Sur le vif - Jeudi 20.08.20 - 09.59h
Helmut Hubacher, que j'ai connu à Berne lors de mes premières années comme correspondant au Palais fédéral, était un vrai militant socialiste, au service des plus précaires de notre pays. Il avait la fibre sociale, un sens aigu des rapports de forces, et aussi, comme Président du PSS (1975-1990), un art du compromis entre partis, après des discussions dont l'âpreté était légendaire. Il n'était pas un type facile.
Cette génération de syndicalistes, qui ont connu la guerre, construit la société suisse des Trente Glorieuses, vu naître la prospérité de notre pays (eh oui, elle est beaucoup plus récente qu'on ne l'imagine), participé à l'élaboration de nos grandes assurances sociales, côtoyé des figures immenses comme Hanspeter Tschudi (socialiste, Bâle-Ville, comme Hubacher), l'homme qui vient de nous quitter, à 94 ans, en était l'un des tout derniers représentants.

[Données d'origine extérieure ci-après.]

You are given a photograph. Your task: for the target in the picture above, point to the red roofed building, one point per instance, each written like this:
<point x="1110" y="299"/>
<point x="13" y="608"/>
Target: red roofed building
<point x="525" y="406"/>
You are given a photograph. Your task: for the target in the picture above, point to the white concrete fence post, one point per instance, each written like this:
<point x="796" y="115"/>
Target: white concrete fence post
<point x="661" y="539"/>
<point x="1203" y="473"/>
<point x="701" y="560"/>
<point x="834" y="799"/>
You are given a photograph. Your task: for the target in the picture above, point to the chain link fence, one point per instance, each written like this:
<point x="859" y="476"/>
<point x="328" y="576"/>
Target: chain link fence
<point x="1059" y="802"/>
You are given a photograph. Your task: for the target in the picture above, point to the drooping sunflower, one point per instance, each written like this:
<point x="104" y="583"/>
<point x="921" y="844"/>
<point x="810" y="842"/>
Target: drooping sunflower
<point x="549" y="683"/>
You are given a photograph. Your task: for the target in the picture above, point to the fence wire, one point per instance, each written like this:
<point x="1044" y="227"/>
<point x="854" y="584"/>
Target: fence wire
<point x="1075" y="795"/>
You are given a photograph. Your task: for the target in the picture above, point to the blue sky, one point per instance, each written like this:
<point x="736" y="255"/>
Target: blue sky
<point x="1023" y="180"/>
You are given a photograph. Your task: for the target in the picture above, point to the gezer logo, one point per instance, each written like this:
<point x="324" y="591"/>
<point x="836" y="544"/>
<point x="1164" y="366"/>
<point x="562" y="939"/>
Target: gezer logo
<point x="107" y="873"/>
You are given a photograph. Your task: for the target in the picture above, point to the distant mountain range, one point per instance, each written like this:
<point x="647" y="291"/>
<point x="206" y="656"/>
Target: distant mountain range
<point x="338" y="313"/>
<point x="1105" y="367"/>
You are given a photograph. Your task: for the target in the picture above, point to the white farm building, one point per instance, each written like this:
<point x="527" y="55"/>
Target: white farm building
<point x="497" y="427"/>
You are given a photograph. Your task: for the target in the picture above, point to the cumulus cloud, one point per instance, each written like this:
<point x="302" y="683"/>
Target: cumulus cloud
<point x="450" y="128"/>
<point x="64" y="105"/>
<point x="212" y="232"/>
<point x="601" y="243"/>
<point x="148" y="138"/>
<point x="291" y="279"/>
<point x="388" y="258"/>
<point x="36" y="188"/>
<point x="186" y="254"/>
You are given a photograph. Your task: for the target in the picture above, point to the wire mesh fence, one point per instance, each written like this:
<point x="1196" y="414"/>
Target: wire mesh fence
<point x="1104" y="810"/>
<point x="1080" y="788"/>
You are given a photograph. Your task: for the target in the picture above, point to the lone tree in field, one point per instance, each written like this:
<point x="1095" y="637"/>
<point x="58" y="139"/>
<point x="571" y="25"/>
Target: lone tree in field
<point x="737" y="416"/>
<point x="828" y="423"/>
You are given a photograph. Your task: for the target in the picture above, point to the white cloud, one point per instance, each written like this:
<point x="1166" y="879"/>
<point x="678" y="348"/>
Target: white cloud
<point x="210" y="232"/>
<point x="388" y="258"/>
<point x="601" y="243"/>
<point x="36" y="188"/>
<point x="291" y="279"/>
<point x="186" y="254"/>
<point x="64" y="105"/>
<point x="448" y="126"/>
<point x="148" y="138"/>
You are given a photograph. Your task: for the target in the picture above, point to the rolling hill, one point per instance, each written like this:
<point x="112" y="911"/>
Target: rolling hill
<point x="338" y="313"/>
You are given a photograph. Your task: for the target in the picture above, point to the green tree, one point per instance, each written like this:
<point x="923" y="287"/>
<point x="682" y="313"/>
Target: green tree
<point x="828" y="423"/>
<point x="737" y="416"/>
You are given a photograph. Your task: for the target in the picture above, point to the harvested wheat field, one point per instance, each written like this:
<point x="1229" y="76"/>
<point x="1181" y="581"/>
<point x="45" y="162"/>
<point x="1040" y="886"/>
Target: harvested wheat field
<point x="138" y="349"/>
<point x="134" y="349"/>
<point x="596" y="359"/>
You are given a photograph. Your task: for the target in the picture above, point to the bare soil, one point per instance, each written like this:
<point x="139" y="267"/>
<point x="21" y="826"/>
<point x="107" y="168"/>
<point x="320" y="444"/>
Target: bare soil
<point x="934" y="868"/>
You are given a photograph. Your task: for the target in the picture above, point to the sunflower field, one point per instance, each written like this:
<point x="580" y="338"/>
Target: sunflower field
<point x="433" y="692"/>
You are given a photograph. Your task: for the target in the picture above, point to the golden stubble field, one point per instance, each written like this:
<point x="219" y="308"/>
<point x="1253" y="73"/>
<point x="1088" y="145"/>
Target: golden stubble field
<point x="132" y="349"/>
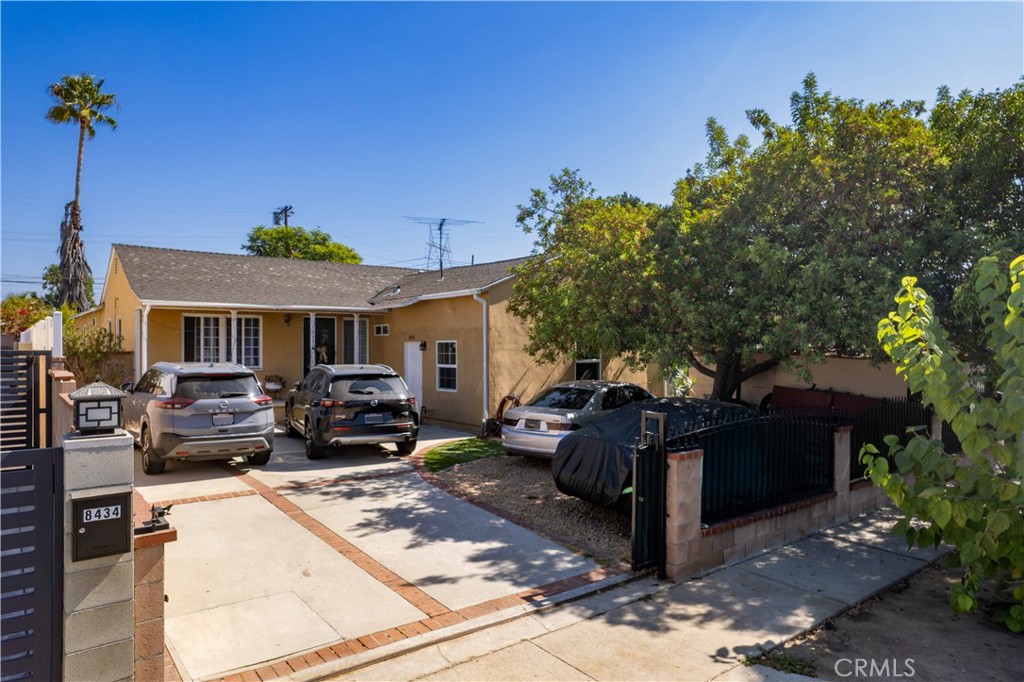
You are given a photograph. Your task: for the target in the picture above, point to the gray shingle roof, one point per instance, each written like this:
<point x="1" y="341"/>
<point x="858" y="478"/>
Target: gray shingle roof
<point x="467" y="278"/>
<point x="199" y="276"/>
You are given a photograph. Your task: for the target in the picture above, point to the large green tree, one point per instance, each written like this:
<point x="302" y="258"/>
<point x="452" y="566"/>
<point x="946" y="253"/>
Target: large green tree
<point x="293" y="242"/>
<point x="981" y="135"/>
<point x="80" y="100"/>
<point x="790" y="247"/>
<point x="571" y="291"/>
<point x="973" y="501"/>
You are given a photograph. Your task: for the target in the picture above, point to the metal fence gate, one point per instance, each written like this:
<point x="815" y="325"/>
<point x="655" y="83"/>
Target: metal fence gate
<point x="649" y="466"/>
<point x="31" y="547"/>
<point x="25" y="399"/>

Aujourd’hui ? Aujourd'hui, caviar ! Les élites socialistes font partie de la tranche supérieure de la classe moyenne. Elles préfèrent souvent la morale à la politique. Elles ont - à part quelques exceptions, bien sûr - perdu le sens des rapports de forces. Elles privilégient les grands discours cosmopolites à la défense des intérêts supérieurs de la Suisse, et surtout des Suisses. Elles sont coupées du peuple, coupées des plus précaires, coupées des chômeurs, des délaissés.
Helmut Hubacher, bougon et revêche, n'était pas de ce monde-là. Il surgissait d'un univers où, à gauche, la défense du peuple et de la nation avaient encore un sens.